Chapitre XV

Malheureusement je n’étais pas malade. Le lendemain il fallut sortir de l’infirmerie. Le cachot me reprit.

Pas malade ! en effet, je suis jeune, sain et fort. Le sang coule librement dans mes veines ; tous mes membres obéissent à tous mes caprices ; je suis robuste de corps et d’esprit, constitué pour une longue vie ; oui, tout cela est vrai ; et cependant j’ai une maladie, une maladie mortelle, une maladie faite de la main des hommes.

Depuis que je suis sorti de l’infirmerie, il m’est venu une idée poignante, une idée à me rendre fou, c’est que j’aurais peut-être pu m’évader si l’on m’y avait laissé. Ces médecins, ces sœurs de charité, semblaient prendre intérêt à moi. Mourir si jeune et d’une telle mort ! On eût dit qu’ils me plaignaient, tant ils étaient empressés autour de mon chevet. Bah ! curiosité ! Et puis, ces gens qui guérissent vous guérissent bien d’une fièvre, mais non d’une sentence de mort.
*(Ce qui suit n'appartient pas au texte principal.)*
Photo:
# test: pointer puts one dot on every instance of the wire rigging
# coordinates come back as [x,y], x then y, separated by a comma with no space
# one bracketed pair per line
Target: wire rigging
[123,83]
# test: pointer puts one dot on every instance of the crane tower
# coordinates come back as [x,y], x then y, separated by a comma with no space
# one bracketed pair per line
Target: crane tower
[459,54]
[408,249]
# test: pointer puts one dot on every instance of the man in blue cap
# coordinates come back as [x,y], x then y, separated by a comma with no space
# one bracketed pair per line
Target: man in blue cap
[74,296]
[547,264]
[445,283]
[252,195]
Et pourtant cela leur serait si facile ! une porte ouverte ! Qu’est-ce que cela leur ferait ?

Plus de chance maintenant ! mon pourvoi sera rejeté, parce que tout est en règle ; les témoins ont bien témoigné, les plaideurs ont bien plaidé, les juges ont bien jugé. Je n’y compte pas, à moins que… Non, folie ! plus d’espérance ! Le pourvoi, c’est une corde qui vous tient suspendu au-dessus de l’abîme, et qu’on entend craquer à chaque instant, jusqu’à ce qu’elle se casse. C’est comme si le couteau de la guillotine mettait six semaines à tomber.
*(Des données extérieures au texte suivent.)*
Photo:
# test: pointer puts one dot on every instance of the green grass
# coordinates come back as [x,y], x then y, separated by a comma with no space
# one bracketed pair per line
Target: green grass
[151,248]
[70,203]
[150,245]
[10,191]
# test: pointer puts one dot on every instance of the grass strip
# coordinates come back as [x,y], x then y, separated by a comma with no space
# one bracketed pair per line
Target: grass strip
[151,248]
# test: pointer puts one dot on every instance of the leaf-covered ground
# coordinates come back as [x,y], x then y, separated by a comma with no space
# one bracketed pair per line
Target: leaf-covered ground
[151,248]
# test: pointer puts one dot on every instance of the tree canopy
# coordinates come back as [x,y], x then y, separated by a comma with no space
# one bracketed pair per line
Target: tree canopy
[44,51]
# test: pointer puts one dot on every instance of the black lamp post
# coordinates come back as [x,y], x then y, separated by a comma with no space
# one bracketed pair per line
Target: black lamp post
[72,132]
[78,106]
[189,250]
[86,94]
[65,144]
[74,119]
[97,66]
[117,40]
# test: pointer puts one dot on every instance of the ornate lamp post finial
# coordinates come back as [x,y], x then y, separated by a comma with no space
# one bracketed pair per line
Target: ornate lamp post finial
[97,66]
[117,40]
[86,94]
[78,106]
Si j’avais ma grâce ? — Avoir ma grâce ! Et par qui ? et pourquoi ? et comment ? Il est impossible qu’on me fasse grâce. L’exemple ! comme ils disent.

Je n’ai plus que trois pas à faire : Bicêtre, la Conciergerie, la Grève.
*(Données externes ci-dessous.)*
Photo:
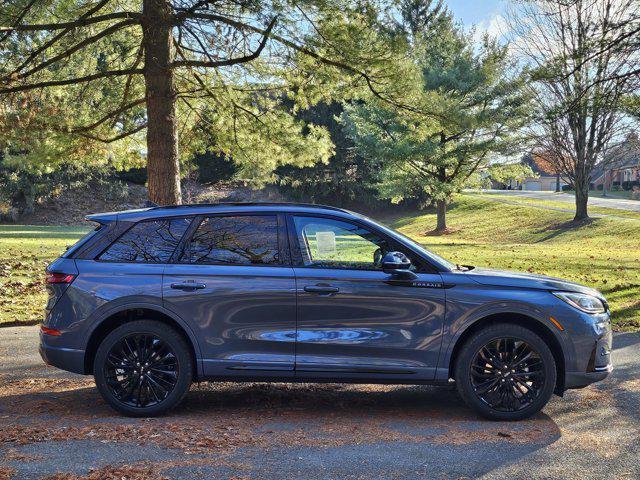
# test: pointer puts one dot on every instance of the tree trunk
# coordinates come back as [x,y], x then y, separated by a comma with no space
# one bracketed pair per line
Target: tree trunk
[163,165]
[582,197]
[441,209]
"Le Dernier Jour d'un Condamné" de Victor Hugo est un récit poignant et intense qui plongent le lecteur dans l'esprit d'un homme condamné à mort, le héros anonyme, alors qu'il attend l'exécution de sa peine. À travers un regard lucide sur la réalité de la peine capitale, l'œuvre explore les pensées, les émotions et les réflexions de ce condamné, dévoilant ses angoisses et ses souvenirs. L'auteur, en taillant dans la chair de cet enfermement psychologique, met en lumière l'absurdité et la cruauté d'une justice qui se veut rétributive.

Le récit est empreint d'une grande humanité, le personnage principal partage ses réflexions sur la vie, la mort, le désespoir et l'espoir, qu'il s'accroche encore malgré son destin tragique. On ressent son isolement dans la prison, l'angoisse qui le ronge à l'approche de l'exécution, mais aussi ses souvenirs de liberté, de joie et de regret, ce qui rend son vécu terriblement touchant et universel. À travers ses pensées, le lecteur est amené à comprendre la souffrance d'un individu face à une société qui ne lui accorde aucune pitié.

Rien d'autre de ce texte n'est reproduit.